TP przyjmuje propozycję UKE

- Podejmiemy rozmowy z regulatorem - tak Telekomunikacja Polska zareagowała na piątkową propozycję UKE, by dogadać się w sprawie zmniejszenia do minimum kar nałożonych na operatora.

Kary, które wiszą nad TP, to ponad 500 mln zł, w tym 340 mln za wprowadzenie bez konsultacji tzw. opłaty za utrzymanie łącza w przypadku osób, które kupują Neostradę bez telefonu. Propozycja Anny Streżyńskiej, prezes UKE, to obietnica radykalnego ich zmniejszenia, nawet do symbolicznych kwot rzędu 1 tys. zł. Jednak niebezwarunkowo.

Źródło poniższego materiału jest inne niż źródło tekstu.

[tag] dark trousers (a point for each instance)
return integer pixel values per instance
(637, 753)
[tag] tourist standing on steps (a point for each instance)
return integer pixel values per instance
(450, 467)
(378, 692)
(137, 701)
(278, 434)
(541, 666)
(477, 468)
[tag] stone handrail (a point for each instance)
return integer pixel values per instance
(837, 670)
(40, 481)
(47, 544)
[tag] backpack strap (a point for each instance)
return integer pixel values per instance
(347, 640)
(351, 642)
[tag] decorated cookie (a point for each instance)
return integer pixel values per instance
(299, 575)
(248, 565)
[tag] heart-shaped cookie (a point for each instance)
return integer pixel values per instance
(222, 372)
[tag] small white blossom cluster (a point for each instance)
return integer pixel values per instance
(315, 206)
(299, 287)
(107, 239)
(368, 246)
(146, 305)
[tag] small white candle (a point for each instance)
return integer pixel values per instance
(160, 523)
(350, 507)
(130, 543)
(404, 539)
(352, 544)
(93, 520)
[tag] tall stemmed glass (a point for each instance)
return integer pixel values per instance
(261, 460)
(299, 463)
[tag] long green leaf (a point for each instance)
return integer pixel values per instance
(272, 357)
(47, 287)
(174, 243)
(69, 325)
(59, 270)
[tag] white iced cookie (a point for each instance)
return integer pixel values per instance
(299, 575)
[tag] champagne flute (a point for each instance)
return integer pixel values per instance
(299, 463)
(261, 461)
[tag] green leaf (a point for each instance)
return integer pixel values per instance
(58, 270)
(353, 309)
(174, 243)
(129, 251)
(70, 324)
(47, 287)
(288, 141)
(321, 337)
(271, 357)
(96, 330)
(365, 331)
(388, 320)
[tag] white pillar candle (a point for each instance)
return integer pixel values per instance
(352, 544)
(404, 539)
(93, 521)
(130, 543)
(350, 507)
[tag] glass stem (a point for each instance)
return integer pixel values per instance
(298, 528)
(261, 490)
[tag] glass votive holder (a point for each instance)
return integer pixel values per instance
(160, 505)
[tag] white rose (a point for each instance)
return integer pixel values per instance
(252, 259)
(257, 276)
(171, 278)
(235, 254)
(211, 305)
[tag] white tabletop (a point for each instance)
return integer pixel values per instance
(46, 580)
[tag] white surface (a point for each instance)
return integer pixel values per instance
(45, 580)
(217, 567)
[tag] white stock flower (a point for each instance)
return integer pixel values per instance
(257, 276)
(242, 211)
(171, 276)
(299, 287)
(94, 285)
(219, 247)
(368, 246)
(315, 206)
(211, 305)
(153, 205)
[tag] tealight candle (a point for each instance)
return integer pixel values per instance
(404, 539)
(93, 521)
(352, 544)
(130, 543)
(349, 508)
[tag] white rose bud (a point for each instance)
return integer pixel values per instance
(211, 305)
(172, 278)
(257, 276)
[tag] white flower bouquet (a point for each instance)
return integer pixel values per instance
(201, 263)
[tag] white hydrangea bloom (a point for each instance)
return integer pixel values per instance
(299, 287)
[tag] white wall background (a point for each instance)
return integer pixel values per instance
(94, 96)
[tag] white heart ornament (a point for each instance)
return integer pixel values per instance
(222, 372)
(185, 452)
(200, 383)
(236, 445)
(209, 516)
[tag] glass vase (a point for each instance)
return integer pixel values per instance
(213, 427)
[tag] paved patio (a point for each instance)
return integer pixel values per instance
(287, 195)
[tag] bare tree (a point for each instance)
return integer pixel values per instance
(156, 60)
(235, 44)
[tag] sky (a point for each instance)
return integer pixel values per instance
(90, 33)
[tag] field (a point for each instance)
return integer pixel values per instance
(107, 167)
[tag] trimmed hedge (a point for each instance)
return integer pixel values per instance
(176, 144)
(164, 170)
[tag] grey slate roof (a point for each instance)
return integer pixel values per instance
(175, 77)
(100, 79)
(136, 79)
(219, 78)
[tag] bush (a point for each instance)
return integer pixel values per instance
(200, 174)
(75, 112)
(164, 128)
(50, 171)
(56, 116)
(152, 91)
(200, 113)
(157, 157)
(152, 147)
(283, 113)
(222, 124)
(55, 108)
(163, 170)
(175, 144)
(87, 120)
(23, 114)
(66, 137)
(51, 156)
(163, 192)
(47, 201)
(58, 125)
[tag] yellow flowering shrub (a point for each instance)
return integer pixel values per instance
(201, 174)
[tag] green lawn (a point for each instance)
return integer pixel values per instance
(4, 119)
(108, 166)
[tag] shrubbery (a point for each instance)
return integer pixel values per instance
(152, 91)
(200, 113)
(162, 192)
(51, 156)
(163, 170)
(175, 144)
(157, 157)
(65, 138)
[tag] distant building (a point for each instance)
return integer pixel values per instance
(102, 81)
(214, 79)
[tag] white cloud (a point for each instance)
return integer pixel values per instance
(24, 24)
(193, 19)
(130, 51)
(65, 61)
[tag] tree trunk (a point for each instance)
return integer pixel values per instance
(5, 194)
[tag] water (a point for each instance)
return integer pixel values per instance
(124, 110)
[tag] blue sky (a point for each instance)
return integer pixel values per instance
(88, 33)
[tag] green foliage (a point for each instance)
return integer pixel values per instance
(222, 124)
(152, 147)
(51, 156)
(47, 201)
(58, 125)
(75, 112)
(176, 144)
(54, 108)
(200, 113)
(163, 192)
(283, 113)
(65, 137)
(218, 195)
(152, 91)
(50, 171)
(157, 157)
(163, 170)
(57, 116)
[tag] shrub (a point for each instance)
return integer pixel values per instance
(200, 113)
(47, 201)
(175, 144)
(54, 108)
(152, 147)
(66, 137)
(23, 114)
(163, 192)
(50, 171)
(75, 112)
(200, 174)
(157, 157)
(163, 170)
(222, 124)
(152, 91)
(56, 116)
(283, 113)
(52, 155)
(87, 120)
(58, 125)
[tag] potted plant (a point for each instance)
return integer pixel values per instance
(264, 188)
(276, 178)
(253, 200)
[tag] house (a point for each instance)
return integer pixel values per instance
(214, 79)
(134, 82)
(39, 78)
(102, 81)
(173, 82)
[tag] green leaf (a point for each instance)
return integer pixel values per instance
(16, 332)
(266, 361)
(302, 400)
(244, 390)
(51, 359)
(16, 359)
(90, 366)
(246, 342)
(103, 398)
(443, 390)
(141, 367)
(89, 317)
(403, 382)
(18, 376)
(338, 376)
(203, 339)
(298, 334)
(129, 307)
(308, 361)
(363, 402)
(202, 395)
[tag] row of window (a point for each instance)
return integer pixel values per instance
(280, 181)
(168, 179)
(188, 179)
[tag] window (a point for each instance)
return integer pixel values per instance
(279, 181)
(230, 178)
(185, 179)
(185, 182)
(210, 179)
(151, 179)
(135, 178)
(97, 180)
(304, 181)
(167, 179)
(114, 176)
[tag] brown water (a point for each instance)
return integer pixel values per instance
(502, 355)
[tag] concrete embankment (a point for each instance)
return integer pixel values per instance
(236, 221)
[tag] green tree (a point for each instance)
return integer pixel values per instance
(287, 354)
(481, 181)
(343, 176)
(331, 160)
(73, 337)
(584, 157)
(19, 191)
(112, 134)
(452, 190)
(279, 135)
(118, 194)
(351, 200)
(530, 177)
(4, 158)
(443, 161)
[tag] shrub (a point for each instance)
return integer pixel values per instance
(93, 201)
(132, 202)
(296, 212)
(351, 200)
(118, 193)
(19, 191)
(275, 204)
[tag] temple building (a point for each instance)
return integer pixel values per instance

Streżyńska chce, by TP przede wszystkim usunęła wszelkie naruszenia leżące u podstaw kar, a po drugie, by oszczędzone w ten sposób pieniądze przekazała na inwestycje wskazane przez regulatora. Z informacji "Gazety" wynika, że chodzi o doprowadzenie szerokopasmowego internetu do gmin wiejskich i wymianę - działającej wciąż jeszcze nawet w Warszawie - infrastruktury ołowianej na miedzianą lub światłowodową. Magda Borowik, analityk rynku telekomunikacyjnego w IDC Polska, wyceniała nawet, że pieniędzy z kar starczyłoby na radiowy internet Wi-Max dla tysiąca gmin.

Ireneusz Piecuch, sekretarz generalny i dyrektor wykonawczy Grupy TP, którego komentarz udało nam się wczoraj uzyskać, zaznacza, że Telekomunikacja Polska jest zainteresowana zakończeniem jak największej liczby sporów z regulatorem w sposób polubowny, i to nie tylko w obszarze nakładanych kar, ale takich zagadnień, jak wdrożenie wyników zeszłorocznego audytu kosztowego czy uregulowanie kwestii dopłat z tytułu świadczenia tzw. usługi powszechnej.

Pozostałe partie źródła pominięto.